For internal validation of our primary hypothesis, we utilized bootstrap resampling to generate p values. Bootstrapping functions by using random resampling of the original dataset to create a large number (in our case, 1000) of “phantom datasets.” Then, the same regression analysis is run on each of these new datasets to generate the output of interest (e.g. p-value), which is then averaged from each of these many analyses. This method uses a computationally-intensive approach to avoid pitfalls like assumptions of normal distribution, and also allow for the data from a single cohort to be more easily modeled to a larger population.

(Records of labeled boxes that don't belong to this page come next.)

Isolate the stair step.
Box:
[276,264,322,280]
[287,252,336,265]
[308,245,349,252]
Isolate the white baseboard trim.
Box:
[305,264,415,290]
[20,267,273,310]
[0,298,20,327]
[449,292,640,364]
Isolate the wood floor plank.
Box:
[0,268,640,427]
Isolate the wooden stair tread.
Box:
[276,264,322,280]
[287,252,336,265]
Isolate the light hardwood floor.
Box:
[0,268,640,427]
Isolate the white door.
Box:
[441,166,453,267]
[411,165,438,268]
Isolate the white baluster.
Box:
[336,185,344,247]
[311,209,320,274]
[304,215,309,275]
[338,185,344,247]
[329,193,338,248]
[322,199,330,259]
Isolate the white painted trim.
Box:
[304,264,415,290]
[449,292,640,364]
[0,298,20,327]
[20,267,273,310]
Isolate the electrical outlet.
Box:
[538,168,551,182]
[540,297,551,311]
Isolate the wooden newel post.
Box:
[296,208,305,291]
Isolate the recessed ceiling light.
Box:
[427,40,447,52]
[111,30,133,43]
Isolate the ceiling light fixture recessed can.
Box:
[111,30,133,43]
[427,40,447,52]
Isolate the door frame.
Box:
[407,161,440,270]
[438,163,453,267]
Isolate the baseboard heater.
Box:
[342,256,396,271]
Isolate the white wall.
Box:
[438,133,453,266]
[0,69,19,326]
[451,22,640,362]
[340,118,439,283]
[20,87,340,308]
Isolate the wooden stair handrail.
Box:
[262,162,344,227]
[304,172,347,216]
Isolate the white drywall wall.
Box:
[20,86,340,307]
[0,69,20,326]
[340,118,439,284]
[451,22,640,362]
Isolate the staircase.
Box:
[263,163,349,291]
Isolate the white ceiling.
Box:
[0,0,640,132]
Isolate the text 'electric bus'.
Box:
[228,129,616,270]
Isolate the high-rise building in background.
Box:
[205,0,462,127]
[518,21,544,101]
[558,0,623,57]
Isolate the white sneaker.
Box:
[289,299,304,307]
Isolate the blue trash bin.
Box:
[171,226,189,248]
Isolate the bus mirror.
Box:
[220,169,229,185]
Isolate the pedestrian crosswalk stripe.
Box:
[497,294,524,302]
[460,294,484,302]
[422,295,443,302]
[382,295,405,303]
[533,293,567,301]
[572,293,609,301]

Although external validation in an independent cohort remains the gold standard, bootstrapping can be utilized when or there is no such available cohort (as was the case in our study).8
Data utilized in this study involves protected healthcare information. A supplementary data spreadsheet is available with de-identified data used in for this publication. All analyses were performed with R (www.r-project.org) using publicly available packages, and the methods verified by our biostatistician (DAB). We have included the code for our figures in a supplement (Supplemental Script 1) for authors seeking to produce similar figures in the future.
Results
Of our 1526 patients, we found that only 111 (7%) had received immunotherapy. 634 (42%) of patients were 60 years of age or older at time of sequencing, and 775 (51%) patients were women. Non-Hispanic white (NHW) ethnicity was the most common (N = 1052, 69%), followed by Hispanic (N = 207, 14%), Asian (N = 147, 10%), African-American (N = 55, 4%), and Other (N = 65, 4%). 611 (40%) patients had a history of tobacco smoking. Regarding the primary site of malignancy, “other” was the most common tumor type which included (alphabetically): adrenal gland (N = 3, 0.2% of patients overall), ampulla (N = 1, 0.1%), anus (N = 8, 0.5%), appendix (N = 42, 2.8%), bladder (N = 18, 1.2%), cervix (N = 3, 0.2%), choroid (N = 1, 0.1%), endometrium (N = 20, 1.3%), esophagus (N = 22, 1.4%), eye (N = 4, 0.3%), gallbladder (N = 12, 0.8%), head/neck (N = 71, 4.7%), kidney (N = 16, 1.0%), liver (N = 39, 2.6%), mesentery (N = 2, 0.1%), ovary (N = 43, 2.8%), pancreas (N = 38, 2.5%), peritoneum (N = 12, 7.9%), prostate (N = 16, 1.0%), small intestine (N = 24, 1.6%), soft tissue (N = 34, 2.2%), stomach (N = 31, 2.0%), testis (N = 1, 0.1%), thymus (N = 3, 0.2%), thyroid (N = 38, 2.5%), vulva (N = 7, 0.5%), and unknown primary (N = 28, 1.8%). Outside of this category, hematologic malignancies were the most common (N = 205, 13%), followed by lung (N = 171, 11%), brain (N = 160, 10%), breast (N = 158, 10%), colon/rectum (N = 148, 10%), and cutaneous (N = 98, 6%) (Table 1).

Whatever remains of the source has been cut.